Namun, tidak selamanya kekuatan iklan selalu berkorelasi dengan tingkat keterpilihan. Jika tidak ditopang oleh aksi lanjutan, iklan politik PKS tidak akan berdampak signifikan bagi pendulangan suara. Dalam tulisan Muhammad Faisal, seorang analis psikologi politik di sebuah media nasional, mengatakan bahwa iklan politik harus memberi stimulus emosi ketimbang rasionalitas. Hal ini ditunjukkan dengan stagnasi dan penurunan popularitas sejumlah elit yang gagal menangkap faktor emosi sebagai bahan kampanye. Hasil survey Lingkar Survey Indonesia pada Oktober lalu menunjukkan bahwa popularitas Soetrisno Bachrir tetap stagnan pada angka 49 persen. Begitu juga dengan Rizal Malaranggeng dengan slogan “ Generasi baru, harapan baru” yang hanya mengantar popularitas Rizal pada angka 13 persen. Ini berbeda dengan iklan Gerindra yang cukup jitu menjadikan emosi publik dalam iklannya. Dalam iklan tersebut tampak Gerindra mencoba membangkitkan emosi rakyat melalui visualisasi semangat kerja petani dan gambaran akan kebangkitan Indonesia yang kemudian membuat pada September lalu popularitas Gerindra mencapai angka 65 persen.

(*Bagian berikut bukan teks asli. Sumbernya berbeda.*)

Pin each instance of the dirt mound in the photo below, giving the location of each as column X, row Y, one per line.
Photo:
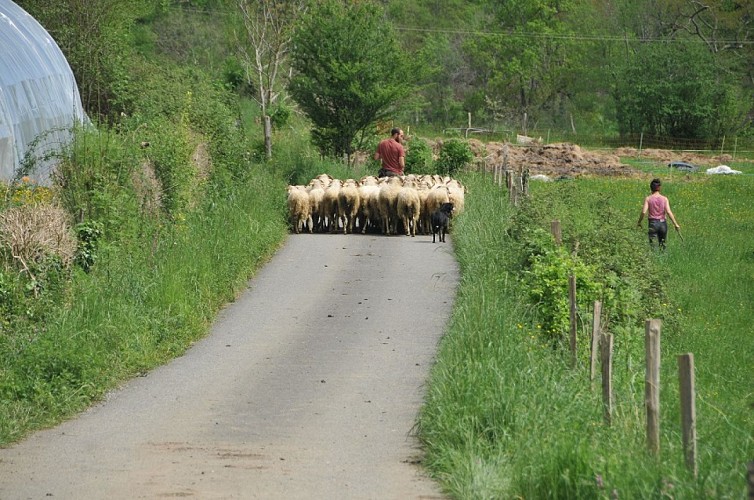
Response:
column 554, row 160
column 665, row 156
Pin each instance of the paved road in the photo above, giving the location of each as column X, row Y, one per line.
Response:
column 307, row 387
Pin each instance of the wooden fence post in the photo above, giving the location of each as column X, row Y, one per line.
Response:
column 572, row 314
column 652, row 384
column 606, row 355
column 688, row 409
column 555, row 230
column 595, row 339
column 505, row 164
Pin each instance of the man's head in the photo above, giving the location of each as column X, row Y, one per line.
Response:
column 397, row 134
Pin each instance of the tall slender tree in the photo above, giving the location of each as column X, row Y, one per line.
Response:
column 264, row 49
column 349, row 72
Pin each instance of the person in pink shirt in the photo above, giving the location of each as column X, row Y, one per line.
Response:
column 657, row 208
column 392, row 155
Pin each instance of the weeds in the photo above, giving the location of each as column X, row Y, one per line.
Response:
column 506, row 417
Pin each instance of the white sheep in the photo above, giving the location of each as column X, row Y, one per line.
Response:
column 299, row 208
column 408, row 207
column 348, row 204
column 316, row 194
column 330, row 205
column 436, row 196
column 369, row 210
column 456, row 194
column 388, row 199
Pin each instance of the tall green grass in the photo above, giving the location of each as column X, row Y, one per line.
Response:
column 505, row 415
column 143, row 304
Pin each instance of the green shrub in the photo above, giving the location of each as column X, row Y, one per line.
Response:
column 418, row 157
column 88, row 235
column 455, row 155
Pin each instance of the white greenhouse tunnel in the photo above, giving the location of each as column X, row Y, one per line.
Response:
column 39, row 100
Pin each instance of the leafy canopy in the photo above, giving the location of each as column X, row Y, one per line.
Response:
column 348, row 73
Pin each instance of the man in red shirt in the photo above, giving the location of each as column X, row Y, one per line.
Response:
column 391, row 153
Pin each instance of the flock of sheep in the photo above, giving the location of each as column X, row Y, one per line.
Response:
column 372, row 204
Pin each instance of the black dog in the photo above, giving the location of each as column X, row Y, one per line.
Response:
column 440, row 220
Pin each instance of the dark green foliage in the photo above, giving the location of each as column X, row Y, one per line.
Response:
column 418, row 156
column 677, row 89
column 348, row 73
column 605, row 260
column 88, row 235
column 455, row 155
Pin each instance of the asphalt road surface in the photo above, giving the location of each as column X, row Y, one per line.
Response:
column 308, row 386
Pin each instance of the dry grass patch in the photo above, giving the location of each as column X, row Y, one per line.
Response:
column 32, row 233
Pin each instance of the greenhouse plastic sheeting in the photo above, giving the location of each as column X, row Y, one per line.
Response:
column 39, row 99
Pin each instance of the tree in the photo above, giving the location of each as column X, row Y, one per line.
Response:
column 524, row 66
column 95, row 36
column 264, row 50
column 675, row 89
column 348, row 73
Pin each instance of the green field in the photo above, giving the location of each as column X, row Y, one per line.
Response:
column 507, row 417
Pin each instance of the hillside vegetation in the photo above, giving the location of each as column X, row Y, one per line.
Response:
column 158, row 217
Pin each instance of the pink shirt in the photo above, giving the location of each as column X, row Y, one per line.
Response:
column 390, row 152
column 658, row 205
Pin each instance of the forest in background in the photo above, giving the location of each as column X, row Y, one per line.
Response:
column 177, row 171
column 679, row 72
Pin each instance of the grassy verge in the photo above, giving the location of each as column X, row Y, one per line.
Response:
column 505, row 415
column 143, row 304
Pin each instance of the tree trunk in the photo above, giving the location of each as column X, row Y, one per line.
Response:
column 268, row 136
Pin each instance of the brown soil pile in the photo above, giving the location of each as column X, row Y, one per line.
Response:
column 554, row 160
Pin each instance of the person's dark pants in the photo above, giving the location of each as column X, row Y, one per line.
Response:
column 658, row 229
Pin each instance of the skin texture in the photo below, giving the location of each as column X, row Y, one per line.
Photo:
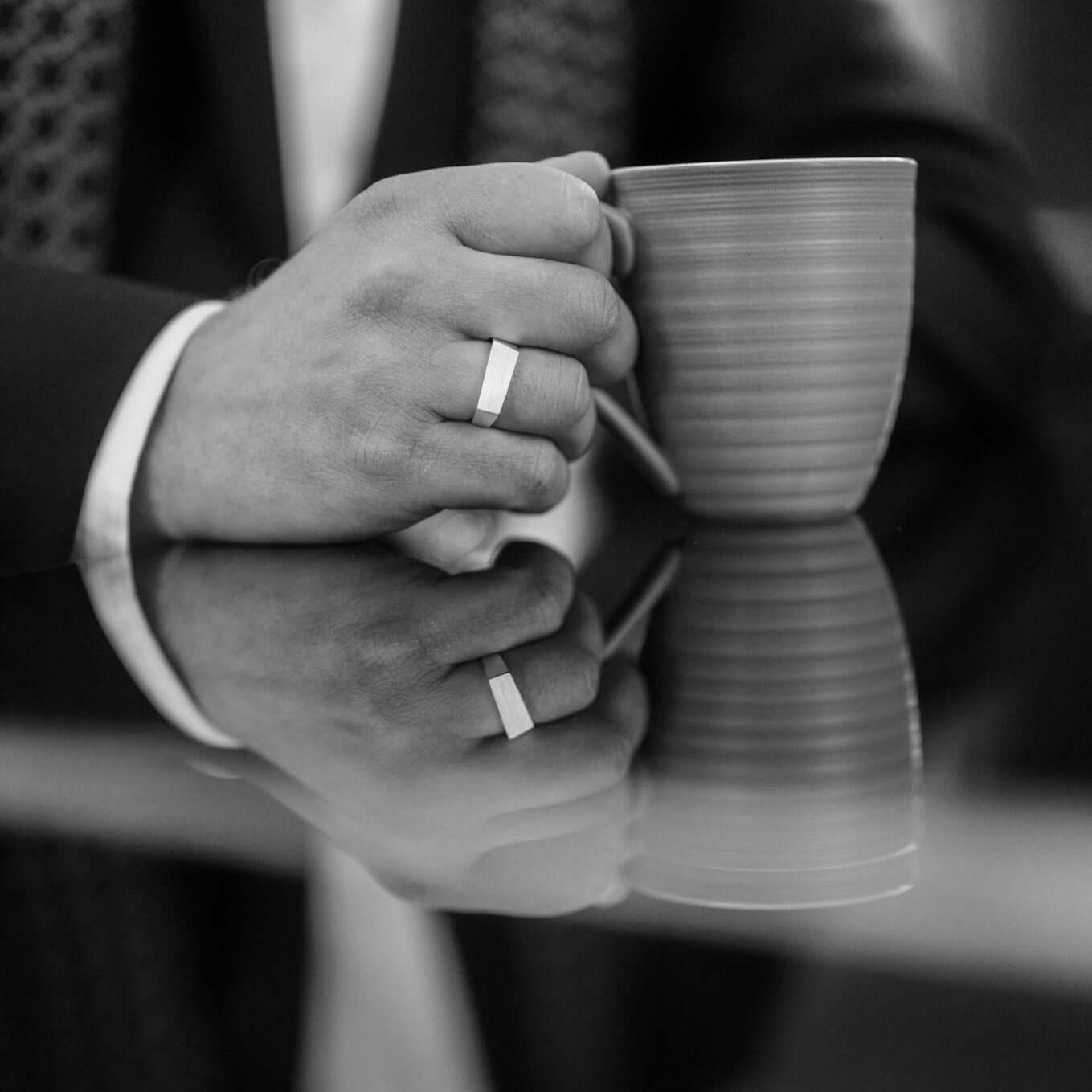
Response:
column 350, row 674
column 333, row 401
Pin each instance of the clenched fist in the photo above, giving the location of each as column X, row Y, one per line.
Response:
column 333, row 402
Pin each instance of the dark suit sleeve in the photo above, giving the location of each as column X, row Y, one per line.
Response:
column 70, row 344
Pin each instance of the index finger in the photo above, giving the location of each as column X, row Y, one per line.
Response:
column 526, row 210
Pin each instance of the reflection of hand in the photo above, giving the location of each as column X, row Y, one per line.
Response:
column 333, row 402
column 355, row 673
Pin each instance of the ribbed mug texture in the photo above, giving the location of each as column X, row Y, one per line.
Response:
column 783, row 757
column 775, row 301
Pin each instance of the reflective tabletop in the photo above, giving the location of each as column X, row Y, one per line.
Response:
column 840, row 768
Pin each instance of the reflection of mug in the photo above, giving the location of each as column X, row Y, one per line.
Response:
column 783, row 755
column 775, row 301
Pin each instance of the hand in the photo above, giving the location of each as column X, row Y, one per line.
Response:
column 333, row 402
column 354, row 674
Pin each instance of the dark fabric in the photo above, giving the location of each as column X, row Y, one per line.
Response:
column 64, row 67
column 550, row 76
column 70, row 344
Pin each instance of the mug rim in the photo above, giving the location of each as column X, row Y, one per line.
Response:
column 785, row 161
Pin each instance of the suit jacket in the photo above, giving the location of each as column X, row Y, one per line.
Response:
column 200, row 204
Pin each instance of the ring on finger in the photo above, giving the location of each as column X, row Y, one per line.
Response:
column 498, row 376
column 507, row 697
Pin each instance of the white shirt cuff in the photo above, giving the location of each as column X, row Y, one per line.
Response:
column 103, row 531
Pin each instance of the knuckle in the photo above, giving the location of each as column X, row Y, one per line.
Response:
column 434, row 640
column 616, row 755
column 598, row 305
column 542, row 604
column 391, row 283
column 584, row 679
column 572, row 392
column 583, row 215
column 541, row 475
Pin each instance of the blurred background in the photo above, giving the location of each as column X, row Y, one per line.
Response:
column 1027, row 66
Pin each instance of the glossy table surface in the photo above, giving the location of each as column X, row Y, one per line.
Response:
column 867, row 746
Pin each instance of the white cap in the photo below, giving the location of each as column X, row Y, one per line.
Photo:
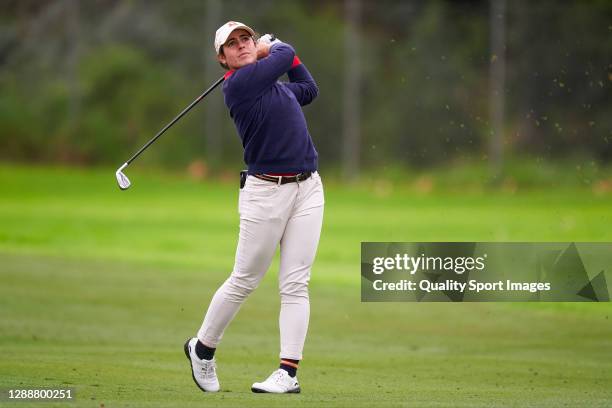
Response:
column 226, row 29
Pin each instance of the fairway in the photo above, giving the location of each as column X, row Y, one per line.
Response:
column 100, row 288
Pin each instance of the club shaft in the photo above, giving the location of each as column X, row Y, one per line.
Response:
column 180, row 115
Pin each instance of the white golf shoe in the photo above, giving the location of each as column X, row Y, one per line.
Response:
column 203, row 372
column 280, row 382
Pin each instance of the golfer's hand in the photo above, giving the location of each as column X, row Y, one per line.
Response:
column 263, row 49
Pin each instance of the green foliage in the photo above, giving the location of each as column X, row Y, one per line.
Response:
column 103, row 287
column 98, row 96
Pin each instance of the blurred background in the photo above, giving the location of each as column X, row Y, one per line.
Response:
column 507, row 91
column 455, row 121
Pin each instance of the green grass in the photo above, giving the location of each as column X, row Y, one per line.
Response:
column 100, row 288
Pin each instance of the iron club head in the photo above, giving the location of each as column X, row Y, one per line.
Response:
column 122, row 180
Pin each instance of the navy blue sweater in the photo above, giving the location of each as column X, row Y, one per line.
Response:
column 268, row 114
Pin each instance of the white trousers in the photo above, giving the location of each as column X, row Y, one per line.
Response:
column 270, row 214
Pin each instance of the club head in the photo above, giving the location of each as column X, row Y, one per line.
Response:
column 122, row 180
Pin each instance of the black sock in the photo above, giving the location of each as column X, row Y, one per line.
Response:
column 204, row 352
column 290, row 366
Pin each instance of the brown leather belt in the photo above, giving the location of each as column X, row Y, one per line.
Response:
column 284, row 179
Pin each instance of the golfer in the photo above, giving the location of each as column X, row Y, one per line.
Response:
column 280, row 202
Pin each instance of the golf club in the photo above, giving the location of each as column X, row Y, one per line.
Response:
column 122, row 180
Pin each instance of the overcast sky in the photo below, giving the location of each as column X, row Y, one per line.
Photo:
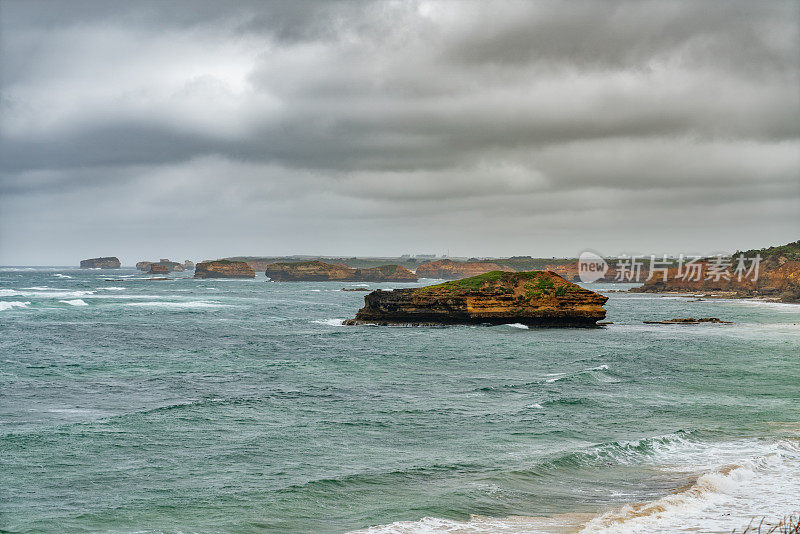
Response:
column 206, row 129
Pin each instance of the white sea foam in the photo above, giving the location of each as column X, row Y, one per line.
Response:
column 192, row 304
column 49, row 293
column 8, row 305
column 74, row 302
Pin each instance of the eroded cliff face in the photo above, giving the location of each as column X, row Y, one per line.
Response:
column 384, row 273
column 777, row 280
column 223, row 269
column 307, row 271
column 535, row 298
column 157, row 268
column 108, row 262
column 311, row 271
column 453, row 270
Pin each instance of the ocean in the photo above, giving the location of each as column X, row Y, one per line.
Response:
column 245, row 406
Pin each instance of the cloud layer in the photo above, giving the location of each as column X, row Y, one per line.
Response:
column 484, row 128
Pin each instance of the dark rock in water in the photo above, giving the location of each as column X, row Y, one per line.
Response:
column 534, row 298
column 317, row 271
column 223, row 269
column 455, row 270
column 689, row 320
column 109, row 262
column 158, row 268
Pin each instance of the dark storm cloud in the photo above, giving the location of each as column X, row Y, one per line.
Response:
column 426, row 113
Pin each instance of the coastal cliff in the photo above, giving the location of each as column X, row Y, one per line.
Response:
column 223, row 269
column 109, row 262
column 315, row 271
column 453, row 270
column 534, row 298
column 778, row 277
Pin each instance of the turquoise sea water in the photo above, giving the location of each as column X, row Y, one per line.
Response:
column 245, row 406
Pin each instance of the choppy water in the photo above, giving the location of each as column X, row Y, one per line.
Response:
column 244, row 406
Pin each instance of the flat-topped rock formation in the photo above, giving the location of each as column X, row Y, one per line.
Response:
column 384, row 273
column 164, row 262
column 108, row 262
column 317, row 271
column 534, row 298
column 223, row 269
column 454, row 270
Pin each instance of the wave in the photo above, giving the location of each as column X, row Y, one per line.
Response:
column 74, row 302
column 8, row 305
column 192, row 304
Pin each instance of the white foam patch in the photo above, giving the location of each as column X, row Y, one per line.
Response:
column 74, row 302
column 188, row 305
column 9, row 305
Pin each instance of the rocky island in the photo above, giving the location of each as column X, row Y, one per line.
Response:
column 455, row 270
column 777, row 278
column 109, row 262
column 533, row 298
column 317, row 271
column 223, row 269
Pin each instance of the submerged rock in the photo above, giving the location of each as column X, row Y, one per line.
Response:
column 454, row 270
column 223, row 269
column 317, row 271
column 108, row 262
column 534, row 298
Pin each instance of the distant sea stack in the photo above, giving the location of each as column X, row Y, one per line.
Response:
column 109, row 262
column 157, row 268
column 317, row 271
column 164, row 262
column 454, row 270
column 533, row 298
column 778, row 277
column 223, row 269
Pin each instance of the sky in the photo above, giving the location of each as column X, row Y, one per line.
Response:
column 206, row 129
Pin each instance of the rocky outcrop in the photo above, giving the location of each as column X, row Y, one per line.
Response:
column 109, row 262
column 534, row 298
column 223, row 269
column 307, row 271
column 384, row 273
column 317, row 271
column 454, row 270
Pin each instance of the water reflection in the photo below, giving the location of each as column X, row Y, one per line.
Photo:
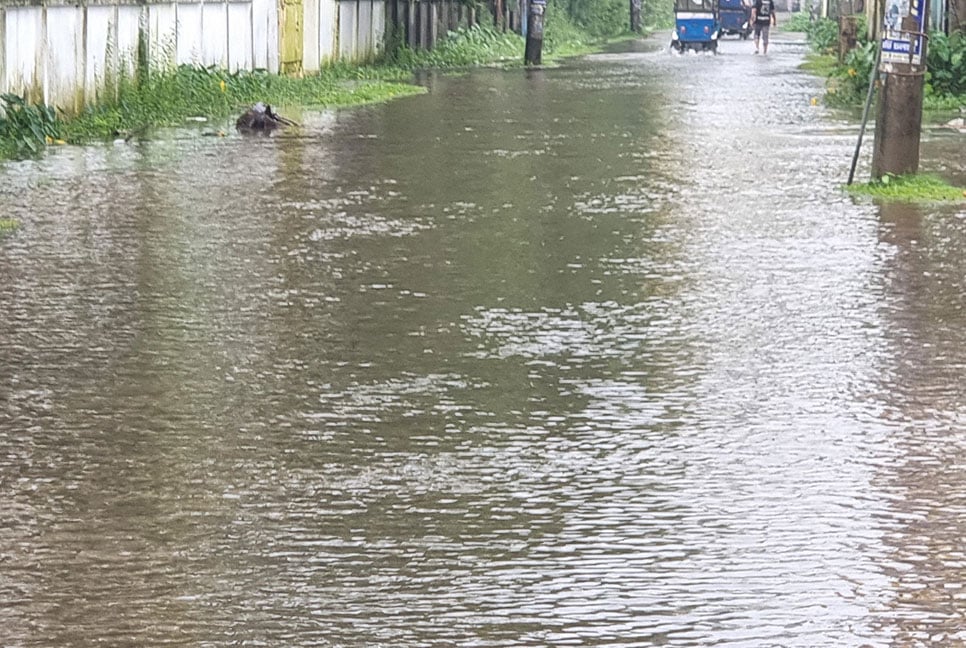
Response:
column 586, row 356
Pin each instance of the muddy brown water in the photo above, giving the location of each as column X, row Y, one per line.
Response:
column 596, row 355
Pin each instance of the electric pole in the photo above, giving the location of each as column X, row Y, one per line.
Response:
column 898, row 124
column 534, row 47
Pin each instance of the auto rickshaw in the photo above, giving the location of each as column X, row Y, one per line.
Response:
column 695, row 25
column 735, row 18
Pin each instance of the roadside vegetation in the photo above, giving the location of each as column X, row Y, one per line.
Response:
column 156, row 99
column 911, row 188
column 847, row 81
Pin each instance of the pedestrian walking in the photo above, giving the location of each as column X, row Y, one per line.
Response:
column 763, row 16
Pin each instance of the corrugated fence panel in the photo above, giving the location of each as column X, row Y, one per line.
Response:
column 128, row 30
column 311, row 30
column 163, row 35
column 68, row 54
column 328, row 29
column 265, row 30
column 65, row 61
column 364, row 45
column 24, row 37
column 190, row 34
column 100, row 26
column 348, row 13
column 214, row 33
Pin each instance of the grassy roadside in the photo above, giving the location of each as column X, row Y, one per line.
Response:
column 924, row 188
column 171, row 97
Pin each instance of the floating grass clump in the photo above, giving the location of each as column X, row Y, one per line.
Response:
column 168, row 98
column 909, row 188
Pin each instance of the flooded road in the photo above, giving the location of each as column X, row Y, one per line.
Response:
column 597, row 355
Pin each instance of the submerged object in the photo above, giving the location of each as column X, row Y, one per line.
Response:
column 261, row 117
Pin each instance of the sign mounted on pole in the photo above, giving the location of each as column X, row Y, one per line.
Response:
column 903, row 29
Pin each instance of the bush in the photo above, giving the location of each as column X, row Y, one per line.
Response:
column 26, row 129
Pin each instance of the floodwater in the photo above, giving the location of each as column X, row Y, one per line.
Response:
column 597, row 355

Iklan PKS jika kita lihat tidak banyak menggambarkan sisi-sisi emosional pemilih. Dengan memunculkan tokoh-tokoh bangsa, rakyat tidak akan mudah berpindah haluan. Iklan politik akan lebih terasa jika ditopang jaringan pada akar rumput. Ditambah pemilih semakin rasional dalam menanggapi iklan politik yang membuat seorang pemimpin atau partai tidak akan menang dengan iklan semata. Iklan PKS sebaiknya tidak perlu direspon secara berkepanjangan. Iklan tersebut bagi penulis tidak lebih seperti iklan-iklan politik lainnya. Justru, kecaman terhadap iklan tersebut akan semakin menguntungkan PKS karena merasa sebagai pihak yang tampak selalu dijadikan musuh. Gaya politik PKS tersebut kiranya bisa dibaca kontestan lain sehingga tidak terjebak dalam alur main yang didesain untuk mengambil keuntungan.